Minister of Agriculture, Livestock, Land and Irrigation
- Incumbent
- Assumed office 18 November 2024
- President: Anura Kumara Dissanayake
- Prime Minister: Harini Amarasuriya
- Preceded by: Anura Kumara Dissanayake

Member of Parliament for Kandy District
- Incumbent
- Assumed office 21 November 2024
- Majority: 316,951 preferential votes

Member of Parliament for Anuradhapura District
- In office 2001–2010

Minister of Primary Industries
- In office April 2004 – May 2005

Personal details
- Party: Janatha Vimukthi Peramuna
- Other political affiliations: National People's Power

= K. D. Lalkantha =

Agriculture Minister of Sri Lanka since 2024

Kuragamage Don Lalkantha is a Sri Lankan politician who has served as the Minister of Minister of Agriculture, Livestock, Land and Irrigation since 2024. A member of National People's Power and Janatha Vimukthi Peramuna, he was elected as a Member of Parliament for Kandy Electoral District in 2024 Sri Lankan parliamentary election. He was formerly member of the parliament for Anuradhapura District from 2001 to 2010.

== Political career ==

=== JVP Insurgency ===
Lalkantha joined the JVP, having completed its five classes orientation programme as a student, and was initially attached to the Dematagoda cell before he was transferred to his hometown in Anuradhapura. Lalkantha worked for the party at the hight of the 1987–1989 JVP insurrection until he was arrested in 1988 by the police, where tortured and detained for three months until he was produced before the Anuradhapura magistrate and sent to a detention camp at the Anuradhapura Prison under a detention order issued by the magistrate. He escaped from the detention camp during a breakout carried out by the JVP and subsequently went into hiding. He then attended a training camp and was sent to the party post at Nochchiyagama as an organizer, tasked with the disrupting the 1988 Sri Lankan presidential election. He was then posted as the party organizer for Egodapattu, building the JVP presence in the area until he was arrested and charged a second time by the Polonnaruwa police and imprisoned at the Welikada Prison.
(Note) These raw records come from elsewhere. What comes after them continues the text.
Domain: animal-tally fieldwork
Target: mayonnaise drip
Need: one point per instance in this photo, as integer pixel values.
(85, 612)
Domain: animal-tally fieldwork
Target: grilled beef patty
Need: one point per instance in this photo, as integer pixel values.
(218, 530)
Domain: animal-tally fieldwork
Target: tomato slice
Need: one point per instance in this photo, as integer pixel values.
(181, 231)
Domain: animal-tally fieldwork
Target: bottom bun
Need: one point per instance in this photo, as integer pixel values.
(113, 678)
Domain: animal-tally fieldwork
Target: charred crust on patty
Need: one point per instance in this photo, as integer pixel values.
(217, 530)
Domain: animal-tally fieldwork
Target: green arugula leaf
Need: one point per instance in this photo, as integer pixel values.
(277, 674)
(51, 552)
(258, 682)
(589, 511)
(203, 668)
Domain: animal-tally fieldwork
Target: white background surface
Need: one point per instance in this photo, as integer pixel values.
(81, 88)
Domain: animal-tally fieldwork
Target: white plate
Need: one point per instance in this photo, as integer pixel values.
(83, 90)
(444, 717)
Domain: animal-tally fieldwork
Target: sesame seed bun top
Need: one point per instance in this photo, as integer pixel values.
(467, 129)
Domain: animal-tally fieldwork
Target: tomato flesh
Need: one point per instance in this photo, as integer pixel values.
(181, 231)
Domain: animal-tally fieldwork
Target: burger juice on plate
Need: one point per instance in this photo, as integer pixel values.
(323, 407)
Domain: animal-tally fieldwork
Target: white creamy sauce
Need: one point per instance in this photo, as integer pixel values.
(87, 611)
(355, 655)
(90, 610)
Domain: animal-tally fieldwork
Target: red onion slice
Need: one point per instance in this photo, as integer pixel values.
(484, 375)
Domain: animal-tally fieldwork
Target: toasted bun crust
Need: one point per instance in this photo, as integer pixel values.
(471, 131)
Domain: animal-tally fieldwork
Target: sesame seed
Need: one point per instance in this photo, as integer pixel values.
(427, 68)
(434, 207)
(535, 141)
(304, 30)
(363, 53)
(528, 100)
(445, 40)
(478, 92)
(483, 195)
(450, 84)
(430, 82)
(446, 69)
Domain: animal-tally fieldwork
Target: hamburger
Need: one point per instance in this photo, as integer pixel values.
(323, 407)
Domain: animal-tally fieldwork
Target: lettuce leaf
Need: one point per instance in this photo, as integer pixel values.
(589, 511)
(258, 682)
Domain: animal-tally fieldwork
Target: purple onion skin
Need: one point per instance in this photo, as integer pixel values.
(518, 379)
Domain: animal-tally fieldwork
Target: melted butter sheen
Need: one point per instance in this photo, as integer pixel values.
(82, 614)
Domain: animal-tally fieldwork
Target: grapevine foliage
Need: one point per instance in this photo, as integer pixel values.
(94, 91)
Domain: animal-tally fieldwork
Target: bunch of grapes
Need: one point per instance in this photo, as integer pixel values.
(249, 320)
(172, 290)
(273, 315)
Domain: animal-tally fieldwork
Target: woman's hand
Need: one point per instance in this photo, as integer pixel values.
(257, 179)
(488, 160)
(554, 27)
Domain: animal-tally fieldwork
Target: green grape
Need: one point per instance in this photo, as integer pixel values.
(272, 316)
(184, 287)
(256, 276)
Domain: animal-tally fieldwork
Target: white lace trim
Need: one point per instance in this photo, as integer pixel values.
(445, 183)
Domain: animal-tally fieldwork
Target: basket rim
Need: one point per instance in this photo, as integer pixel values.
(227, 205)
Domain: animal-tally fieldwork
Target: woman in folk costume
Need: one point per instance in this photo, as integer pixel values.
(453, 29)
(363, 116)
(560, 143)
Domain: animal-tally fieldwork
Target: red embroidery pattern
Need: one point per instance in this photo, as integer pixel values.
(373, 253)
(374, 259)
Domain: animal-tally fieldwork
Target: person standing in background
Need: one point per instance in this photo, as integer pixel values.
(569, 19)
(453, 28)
=== Arrested for drunk driving ===
Lalkantha was arrested for driving under the influence of liquor on 1 March 2019 after his vehicle had met with an accident injuring two women in Anuradhapura.

=== Comments on human–wildlife conflict ===
On 5 December 2024, Lalkantha received backlash for comments he made in parliament regarding the human–widlife conflict in Sri Lanka. Lalkantha referred to crop-raiding experienced by local farmers, specifically by wild boar and monkey populations in the country. Calling it "animal terrorism", Lalkantha stated that "farmers must know that there are no legal restrictions preventing them from taking appropriate measures on their land to safeguard their crops from these animals. We urge them to act within their capacity to mitigate the damage caused." He further assured that the government was actively working on a comprehensive solution to the issue.

On 6 December 2024, a protest was held by animal rights activists in response to Lalkantha's comments, led by 2019 presidential candidate Ajanatha Perera. Perera stated that animals have as much a right to the land as people do, further going on to talk about human-caused habitat fragmentation due to urbanization and deforestation. She called on President Anura Kumara Dissanayake to condemn Lalkantha's "dangerous" comments, with Lalkantha being a minister in Dissanayake's cabinet.